Preparation of single-cell samples
Single-cell proteome samples were prepared using a PiSPA platform14 based on a microfluidic liquid handling robot. Cell suspension (30–50 µL) was taken into a culture dish (35 mm diameter) and diluted by PBS to a final volume of 2 mL (corresponding to a cell suspension density of <10 000 mL−1). Then the single target cell was picked up by the robot capillary probe into an insert tube.
After that, the robot was used to perform the subsequent sample pretreatment operations.
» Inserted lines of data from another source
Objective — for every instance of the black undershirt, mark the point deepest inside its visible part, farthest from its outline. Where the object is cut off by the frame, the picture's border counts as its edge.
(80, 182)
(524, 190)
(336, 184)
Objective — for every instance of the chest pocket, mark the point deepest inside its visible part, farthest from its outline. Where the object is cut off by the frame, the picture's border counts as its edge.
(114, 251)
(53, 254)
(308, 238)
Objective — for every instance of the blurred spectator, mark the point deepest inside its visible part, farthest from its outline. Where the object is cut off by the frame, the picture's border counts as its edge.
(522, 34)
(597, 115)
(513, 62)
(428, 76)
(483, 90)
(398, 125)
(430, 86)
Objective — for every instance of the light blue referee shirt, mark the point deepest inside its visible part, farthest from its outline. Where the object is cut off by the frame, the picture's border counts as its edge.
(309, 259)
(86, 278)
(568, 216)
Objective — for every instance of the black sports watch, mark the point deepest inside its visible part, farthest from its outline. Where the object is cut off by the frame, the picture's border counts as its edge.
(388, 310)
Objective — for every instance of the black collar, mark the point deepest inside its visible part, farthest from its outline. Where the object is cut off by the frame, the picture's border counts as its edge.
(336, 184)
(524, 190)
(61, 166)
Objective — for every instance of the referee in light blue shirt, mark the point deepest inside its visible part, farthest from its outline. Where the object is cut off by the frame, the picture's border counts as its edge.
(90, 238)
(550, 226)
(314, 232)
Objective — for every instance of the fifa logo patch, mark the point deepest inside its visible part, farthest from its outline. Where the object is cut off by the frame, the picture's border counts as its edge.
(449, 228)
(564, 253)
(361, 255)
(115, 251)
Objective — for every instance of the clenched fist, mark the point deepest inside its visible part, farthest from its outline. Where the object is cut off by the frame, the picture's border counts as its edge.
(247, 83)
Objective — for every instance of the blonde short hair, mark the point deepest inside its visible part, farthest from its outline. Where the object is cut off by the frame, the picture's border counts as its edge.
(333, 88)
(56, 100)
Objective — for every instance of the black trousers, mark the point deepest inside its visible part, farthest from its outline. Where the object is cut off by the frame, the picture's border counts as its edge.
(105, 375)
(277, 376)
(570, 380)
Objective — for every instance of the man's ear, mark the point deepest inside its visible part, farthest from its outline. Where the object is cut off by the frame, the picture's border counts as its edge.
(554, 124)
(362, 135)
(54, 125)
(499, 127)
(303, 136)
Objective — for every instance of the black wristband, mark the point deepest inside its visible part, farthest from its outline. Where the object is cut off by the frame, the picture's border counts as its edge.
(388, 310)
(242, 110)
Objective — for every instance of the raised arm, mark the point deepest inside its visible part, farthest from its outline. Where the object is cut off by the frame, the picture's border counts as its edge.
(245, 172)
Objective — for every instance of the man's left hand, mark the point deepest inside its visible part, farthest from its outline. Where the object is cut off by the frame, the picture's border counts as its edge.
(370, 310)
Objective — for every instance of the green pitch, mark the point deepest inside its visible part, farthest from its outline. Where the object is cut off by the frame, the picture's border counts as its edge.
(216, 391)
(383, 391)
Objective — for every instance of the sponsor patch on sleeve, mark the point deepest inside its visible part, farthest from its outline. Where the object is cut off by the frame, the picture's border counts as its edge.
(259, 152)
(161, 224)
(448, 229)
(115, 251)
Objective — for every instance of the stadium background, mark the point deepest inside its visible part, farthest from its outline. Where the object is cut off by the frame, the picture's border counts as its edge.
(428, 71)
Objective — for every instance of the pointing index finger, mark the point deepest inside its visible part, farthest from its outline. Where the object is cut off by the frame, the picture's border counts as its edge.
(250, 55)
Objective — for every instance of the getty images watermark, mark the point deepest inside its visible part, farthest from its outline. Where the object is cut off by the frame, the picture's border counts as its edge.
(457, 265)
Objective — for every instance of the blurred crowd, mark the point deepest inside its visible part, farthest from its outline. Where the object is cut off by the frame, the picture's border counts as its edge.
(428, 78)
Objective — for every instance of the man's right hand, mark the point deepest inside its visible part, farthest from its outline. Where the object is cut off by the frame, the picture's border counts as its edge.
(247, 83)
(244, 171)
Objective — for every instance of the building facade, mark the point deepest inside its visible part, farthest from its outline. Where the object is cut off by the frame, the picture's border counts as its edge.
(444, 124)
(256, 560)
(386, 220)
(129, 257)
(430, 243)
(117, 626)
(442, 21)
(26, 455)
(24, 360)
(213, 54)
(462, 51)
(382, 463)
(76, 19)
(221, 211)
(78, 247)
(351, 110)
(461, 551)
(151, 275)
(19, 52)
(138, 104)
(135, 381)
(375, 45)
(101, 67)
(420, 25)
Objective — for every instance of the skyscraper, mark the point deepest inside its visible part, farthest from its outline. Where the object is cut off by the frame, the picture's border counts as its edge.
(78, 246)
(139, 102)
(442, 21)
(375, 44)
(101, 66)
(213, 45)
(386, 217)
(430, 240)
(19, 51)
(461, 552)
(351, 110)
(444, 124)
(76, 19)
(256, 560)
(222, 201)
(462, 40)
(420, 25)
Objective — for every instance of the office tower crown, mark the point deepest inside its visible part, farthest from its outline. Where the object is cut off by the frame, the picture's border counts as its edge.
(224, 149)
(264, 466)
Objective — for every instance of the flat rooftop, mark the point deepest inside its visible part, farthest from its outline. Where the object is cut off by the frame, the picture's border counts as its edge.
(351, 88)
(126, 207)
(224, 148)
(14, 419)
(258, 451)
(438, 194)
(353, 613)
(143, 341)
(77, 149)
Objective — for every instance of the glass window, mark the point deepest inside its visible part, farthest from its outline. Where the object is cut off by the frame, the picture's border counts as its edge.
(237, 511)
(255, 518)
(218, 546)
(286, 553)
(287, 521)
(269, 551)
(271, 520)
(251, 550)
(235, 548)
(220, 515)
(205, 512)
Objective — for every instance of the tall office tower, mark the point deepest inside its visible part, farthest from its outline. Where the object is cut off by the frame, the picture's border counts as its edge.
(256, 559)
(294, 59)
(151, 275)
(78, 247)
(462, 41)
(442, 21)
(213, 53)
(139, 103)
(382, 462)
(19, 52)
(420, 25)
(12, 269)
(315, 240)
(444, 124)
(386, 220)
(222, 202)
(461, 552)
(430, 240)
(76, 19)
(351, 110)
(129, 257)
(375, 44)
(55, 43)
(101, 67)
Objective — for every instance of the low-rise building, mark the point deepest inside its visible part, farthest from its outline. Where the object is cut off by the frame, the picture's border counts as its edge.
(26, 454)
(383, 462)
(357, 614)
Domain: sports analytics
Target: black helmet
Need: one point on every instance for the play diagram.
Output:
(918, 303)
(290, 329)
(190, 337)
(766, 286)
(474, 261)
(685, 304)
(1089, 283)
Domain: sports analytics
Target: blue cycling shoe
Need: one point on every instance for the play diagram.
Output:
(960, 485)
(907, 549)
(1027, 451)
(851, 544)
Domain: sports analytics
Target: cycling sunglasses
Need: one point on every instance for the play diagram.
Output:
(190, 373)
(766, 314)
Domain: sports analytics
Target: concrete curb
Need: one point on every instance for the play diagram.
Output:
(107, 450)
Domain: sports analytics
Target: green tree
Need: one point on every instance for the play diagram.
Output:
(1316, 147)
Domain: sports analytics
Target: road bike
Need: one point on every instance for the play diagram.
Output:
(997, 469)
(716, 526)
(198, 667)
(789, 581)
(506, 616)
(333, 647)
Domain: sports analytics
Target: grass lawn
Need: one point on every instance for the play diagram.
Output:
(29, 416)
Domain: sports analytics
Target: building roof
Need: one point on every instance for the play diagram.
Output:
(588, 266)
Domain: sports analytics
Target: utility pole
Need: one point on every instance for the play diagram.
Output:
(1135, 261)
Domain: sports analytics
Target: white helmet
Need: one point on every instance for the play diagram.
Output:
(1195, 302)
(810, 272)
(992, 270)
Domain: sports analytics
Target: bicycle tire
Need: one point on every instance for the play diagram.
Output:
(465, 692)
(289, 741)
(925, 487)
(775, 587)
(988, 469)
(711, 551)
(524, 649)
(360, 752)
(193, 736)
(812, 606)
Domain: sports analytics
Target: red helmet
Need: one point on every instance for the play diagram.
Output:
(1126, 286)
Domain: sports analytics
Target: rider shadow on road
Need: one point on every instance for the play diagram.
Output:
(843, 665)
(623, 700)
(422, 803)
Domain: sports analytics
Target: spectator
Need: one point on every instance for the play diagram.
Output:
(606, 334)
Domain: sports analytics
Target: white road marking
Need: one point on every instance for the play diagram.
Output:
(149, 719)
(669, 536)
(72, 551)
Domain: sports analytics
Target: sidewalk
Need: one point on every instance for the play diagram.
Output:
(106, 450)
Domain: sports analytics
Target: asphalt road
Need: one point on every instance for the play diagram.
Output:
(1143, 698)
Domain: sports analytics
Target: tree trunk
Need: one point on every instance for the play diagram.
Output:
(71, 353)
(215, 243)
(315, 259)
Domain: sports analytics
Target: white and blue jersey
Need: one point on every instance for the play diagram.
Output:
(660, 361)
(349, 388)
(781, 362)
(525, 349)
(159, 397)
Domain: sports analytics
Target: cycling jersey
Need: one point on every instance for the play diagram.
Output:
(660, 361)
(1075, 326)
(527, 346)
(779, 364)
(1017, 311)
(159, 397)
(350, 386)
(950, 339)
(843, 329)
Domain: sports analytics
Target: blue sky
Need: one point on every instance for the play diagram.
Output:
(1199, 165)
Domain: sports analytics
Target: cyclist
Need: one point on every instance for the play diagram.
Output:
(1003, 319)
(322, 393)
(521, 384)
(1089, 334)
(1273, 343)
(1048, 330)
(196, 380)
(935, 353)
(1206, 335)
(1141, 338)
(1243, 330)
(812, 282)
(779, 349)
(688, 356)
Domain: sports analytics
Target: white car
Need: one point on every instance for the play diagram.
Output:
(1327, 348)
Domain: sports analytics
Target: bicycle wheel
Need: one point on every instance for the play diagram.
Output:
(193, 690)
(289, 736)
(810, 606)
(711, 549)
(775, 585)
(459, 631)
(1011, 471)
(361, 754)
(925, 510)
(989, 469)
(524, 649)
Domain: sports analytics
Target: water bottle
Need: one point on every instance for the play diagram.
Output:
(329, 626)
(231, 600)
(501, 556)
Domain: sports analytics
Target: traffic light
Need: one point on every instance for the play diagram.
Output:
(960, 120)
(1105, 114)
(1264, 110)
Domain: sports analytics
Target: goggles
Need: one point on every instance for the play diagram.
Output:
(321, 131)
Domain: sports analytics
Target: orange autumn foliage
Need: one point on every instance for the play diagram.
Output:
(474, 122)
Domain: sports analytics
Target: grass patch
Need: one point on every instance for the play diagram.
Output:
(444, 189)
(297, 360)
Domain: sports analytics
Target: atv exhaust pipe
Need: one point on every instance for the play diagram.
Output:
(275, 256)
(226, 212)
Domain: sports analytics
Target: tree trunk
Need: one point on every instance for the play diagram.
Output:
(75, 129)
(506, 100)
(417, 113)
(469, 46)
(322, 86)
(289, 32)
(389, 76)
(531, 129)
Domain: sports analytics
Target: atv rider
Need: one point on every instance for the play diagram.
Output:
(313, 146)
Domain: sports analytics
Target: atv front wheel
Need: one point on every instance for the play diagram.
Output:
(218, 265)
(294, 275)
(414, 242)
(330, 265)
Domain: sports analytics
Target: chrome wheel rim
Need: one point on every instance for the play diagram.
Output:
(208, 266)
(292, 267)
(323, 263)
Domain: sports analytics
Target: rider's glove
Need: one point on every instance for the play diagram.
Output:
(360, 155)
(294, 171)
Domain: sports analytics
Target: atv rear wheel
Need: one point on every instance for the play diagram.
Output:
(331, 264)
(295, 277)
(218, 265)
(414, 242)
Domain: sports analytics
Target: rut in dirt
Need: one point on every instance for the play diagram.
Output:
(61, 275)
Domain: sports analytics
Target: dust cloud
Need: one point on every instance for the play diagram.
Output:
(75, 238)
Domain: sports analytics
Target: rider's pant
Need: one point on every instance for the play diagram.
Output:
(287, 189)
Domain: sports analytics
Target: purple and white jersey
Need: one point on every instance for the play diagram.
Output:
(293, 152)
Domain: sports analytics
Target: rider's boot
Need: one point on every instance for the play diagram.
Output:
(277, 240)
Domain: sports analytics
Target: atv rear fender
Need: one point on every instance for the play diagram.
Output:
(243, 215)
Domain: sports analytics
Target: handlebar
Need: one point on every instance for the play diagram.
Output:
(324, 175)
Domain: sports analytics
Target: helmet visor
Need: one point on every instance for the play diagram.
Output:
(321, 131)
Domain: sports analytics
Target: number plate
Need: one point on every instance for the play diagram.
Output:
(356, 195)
First, 100 nL of 0.3% (w/v) RapiGest (Waters) was added to the insert tube with a sealing cap, reacted at 60 °C for 20 min for cell lysis, and cooled to room temperature; then 100 nL of 20 mM tris(2-carboxyethyl)phosphine was added to insert tube, reacted at room temperature for protein reduction; after that, 100 nL of 125 mM iodoacetamide was added, reacted at room temperature in the dark for 15 min; then 100 nL of mixed enzyme solution containing 0.05 μg·μL−1 trypsin (Promega, V5111) and 0.05 μg·μL−1 Lys-C (Promega, V1671) was added, reacted at 37 °C for 2 h; finally, 100 nL of 5% (v/v) formic acid was added to terminate the protein digestion for 30 min at room temperature.
Yeast and E. coli peptide standards with different composition ratios were spiked to the digested single-cell samples (Supplementary Table 2). The final single-cell sample was diluted by ultrapure water to a final volume of 5 µL and centrifuged at 500 × g for 3 min before LC-MS/MS injection.
LC-MS/MS analysis
Two timsTOF systems were used for MS analysis.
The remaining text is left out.